Cap.22
Un tenace nemico della mafia
Franco Roberti
Il nuovo capo della Procura Nazionale Antimafia, il 65enne
napoletano Franco Roberti, in magistratura dal 1975, dal 2009
procuratore capo di Salerno, è una delle toghe più apprezzate e
famose dello Stivale. Una vita trascorsa a combattere le cosche
camorristiche e la criminalità economica e politica attraverso il
lavoro duro negli scomodi Palazzi di Giustizia della Campania,
Sant’Angelo dei Lombardi (Avellino), Napoli, Salerno. Dalle indagini
sul dopo terremoto in Irpinia, agli otto anni a Roma in Direzione
Nazionale Antimafia, fino al ritorno a Napoli nel 2001, come
procuratore aggiunto e poi coordinatore unico della Dda fino al
2009. Elezione secondo le previsioni della vigilia, il plenum del
Csm ha attribuito a Roberti 20 voti tra cui quelli del
vicepresidente Michele Vietti, del presidente Giorgio Santacroce e
del pg di Cassazione Gianfranco Ciani, contro i 6 del candidato
arrivato al ballottaggio, il procuratore capo di Bologna Roberto
Alfonso.

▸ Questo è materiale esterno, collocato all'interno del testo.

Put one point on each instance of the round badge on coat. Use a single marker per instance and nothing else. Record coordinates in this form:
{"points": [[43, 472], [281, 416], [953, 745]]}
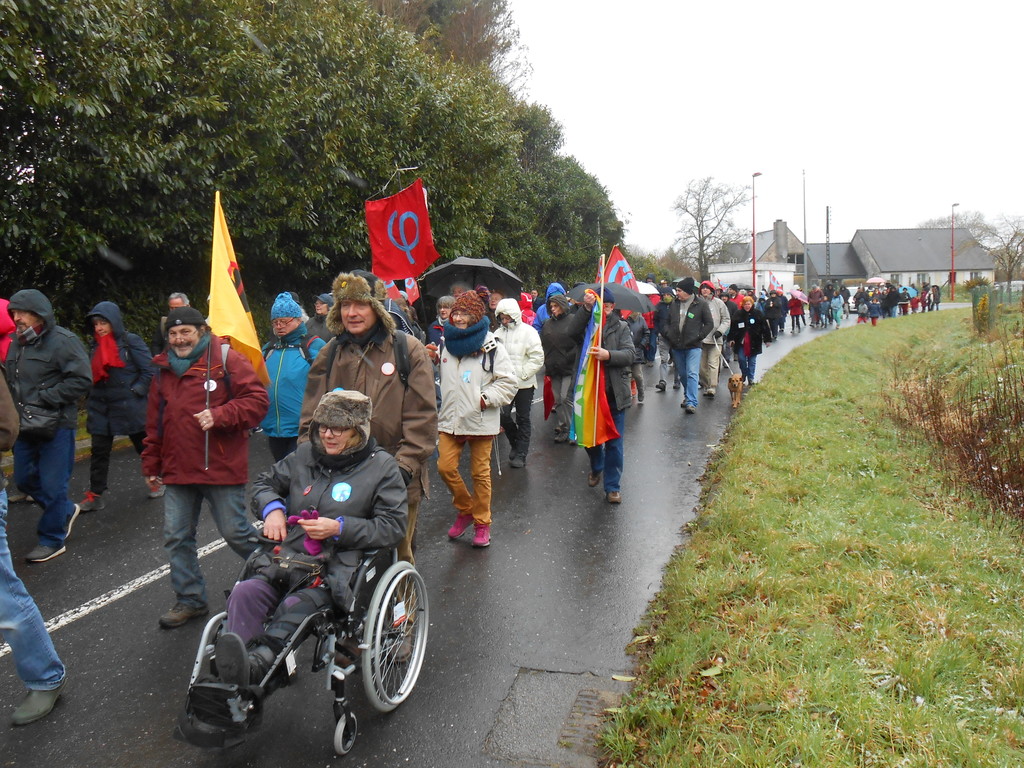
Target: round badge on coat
{"points": [[341, 492]]}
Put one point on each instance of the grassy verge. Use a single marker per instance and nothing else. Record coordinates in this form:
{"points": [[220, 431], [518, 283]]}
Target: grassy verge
{"points": [[838, 604]]}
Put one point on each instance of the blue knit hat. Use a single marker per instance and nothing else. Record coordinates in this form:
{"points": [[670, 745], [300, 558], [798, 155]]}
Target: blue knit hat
{"points": [[285, 306]]}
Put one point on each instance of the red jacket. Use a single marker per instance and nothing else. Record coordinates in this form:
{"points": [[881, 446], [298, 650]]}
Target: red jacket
{"points": [[175, 444]]}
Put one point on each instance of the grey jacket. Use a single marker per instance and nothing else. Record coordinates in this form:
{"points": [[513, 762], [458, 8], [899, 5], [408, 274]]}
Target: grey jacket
{"points": [[370, 496], [53, 369], [697, 324]]}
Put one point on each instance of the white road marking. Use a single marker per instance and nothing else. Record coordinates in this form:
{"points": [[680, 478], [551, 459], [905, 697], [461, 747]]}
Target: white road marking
{"points": [[116, 594]]}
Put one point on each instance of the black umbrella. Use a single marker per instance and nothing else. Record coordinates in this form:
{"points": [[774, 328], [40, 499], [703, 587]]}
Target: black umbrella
{"points": [[473, 272], [625, 298]]}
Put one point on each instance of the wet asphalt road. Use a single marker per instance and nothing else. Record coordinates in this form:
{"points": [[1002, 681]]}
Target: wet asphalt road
{"points": [[516, 630]]}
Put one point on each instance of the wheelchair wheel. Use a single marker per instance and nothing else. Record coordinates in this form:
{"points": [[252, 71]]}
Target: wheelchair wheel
{"points": [[395, 637], [345, 732]]}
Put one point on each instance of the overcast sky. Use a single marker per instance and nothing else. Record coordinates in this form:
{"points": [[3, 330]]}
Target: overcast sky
{"points": [[895, 110]]}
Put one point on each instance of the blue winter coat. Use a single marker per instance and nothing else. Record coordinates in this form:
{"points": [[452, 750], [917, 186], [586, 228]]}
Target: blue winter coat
{"points": [[288, 369], [117, 406], [542, 311]]}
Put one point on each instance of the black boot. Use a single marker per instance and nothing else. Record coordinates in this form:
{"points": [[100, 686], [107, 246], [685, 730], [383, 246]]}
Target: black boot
{"points": [[232, 659]]}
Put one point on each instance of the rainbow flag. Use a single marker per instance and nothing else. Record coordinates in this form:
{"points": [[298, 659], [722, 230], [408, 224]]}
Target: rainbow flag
{"points": [[592, 424]]}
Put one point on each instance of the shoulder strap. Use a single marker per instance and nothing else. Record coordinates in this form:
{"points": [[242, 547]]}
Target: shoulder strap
{"points": [[224, 346], [330, 360]]}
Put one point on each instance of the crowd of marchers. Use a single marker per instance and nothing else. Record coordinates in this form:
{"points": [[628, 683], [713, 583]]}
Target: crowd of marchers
{"points": [[359, 398]]}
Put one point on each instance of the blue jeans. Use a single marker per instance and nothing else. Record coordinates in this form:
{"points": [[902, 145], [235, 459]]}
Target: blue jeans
{"points": [[181, 508], [688, 370], [42, 469], [748, 364], [608, 458], [22, 625]]}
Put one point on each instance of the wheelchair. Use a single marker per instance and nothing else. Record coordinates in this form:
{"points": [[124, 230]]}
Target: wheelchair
{"points": [[382, 634]]}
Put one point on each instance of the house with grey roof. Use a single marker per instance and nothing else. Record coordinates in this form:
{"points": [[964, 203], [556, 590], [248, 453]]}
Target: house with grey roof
{"points": [[918, 256], [900, 256]]}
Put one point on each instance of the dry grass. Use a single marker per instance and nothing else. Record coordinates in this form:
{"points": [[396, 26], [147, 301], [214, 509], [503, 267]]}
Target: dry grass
{"points": [[840, 602]]}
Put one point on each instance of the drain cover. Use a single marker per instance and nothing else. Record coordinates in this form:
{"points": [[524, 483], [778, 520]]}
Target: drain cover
{"points": [[552, 719]]}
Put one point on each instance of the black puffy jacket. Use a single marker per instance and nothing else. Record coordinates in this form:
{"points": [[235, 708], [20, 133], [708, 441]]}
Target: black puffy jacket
{"points": [[51, 370]]}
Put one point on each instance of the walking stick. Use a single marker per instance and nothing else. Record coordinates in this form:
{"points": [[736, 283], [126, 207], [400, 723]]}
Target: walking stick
{"points": [[206, 432], [498, 463]]}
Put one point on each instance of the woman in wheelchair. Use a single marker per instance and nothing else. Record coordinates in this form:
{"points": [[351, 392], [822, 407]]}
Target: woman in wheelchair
{"points": [[335, 496]]}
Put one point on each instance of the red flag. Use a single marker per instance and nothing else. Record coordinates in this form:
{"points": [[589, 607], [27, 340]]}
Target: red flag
{"points": [[400, 240], [412, 290], [617, 269], [409, 285]]}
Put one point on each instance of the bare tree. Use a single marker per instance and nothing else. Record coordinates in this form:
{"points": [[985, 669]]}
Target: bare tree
{"points": [[1008, 246], [706, 216]]}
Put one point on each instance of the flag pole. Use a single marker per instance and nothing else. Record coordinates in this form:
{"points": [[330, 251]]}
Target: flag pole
{"points": [[600, 335]]}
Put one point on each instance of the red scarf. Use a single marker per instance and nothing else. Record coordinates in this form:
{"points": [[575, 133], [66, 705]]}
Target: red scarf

Il magistrato napoletano va a ricoprire il ruolo fino allo
scorso gennaio rivestito da Piero Grasso, candidato alle politiche
nel Pd e poi presidente del Senato.
Roberti è tra i massimi esperti del clan dei Casalesi,
l’organizzazione criminale egemone nel casertano. Quando è stato
alla guida della Dda napoletana ha coordinato alcune delle indagini
più delicate, come quella che ha portato alla cattura di Giuseppe
Setola, il leader dell’ala stragista, e dei suoi principali
complici, alcuni dei quali convinti a collaborare, a cominciare da
Oreste Spagnuolo, il killer che racconterà la stagione degli omicidi
sul litorale domizio e rivelerà le pressioni del clan sulla
produzione del film Gomorra tratto dal best seller di Roberto
Saviano.
Negli anni ‘90 Roberti si è distinto per la gestione dei
collaboratori di giustizia Carmine Alfieri e Pasquale Galasso, i
superboss della camorra napoletana della Nuova Famiglia,
protagonisti negli anni ‘80 di una sanguinosa faida contro la Nco di
Raffaele Cutolo. Nel 2010 durante un convegno Roberti rivelerà di
avere quasi convinto in quegli anni anche Cutolo a pentirsi e a
vuotare il sacco, a cominciare da quanto era a sua conoscenza sulle
trattative per la liberazione di Aldo Moro, ma che l’operazione non
andò in porto a causa di un ripensamento di Cutolo forse su
pressione dei servizi segreti. Roberti ha seguito l’inchiesta che
portò all’arresto del boss Lorenzo Nuvoletta, rappresentante di Cosa
Nostra in Campania insieme alla famiglia Zaza di San Giovanni a
Teduccio (Nuvoletta, nella sua tenuta di Poggio Vallesana, negli
anni ‘70-’80 ospitò anche Totò Riina e Bernardo Provenzano).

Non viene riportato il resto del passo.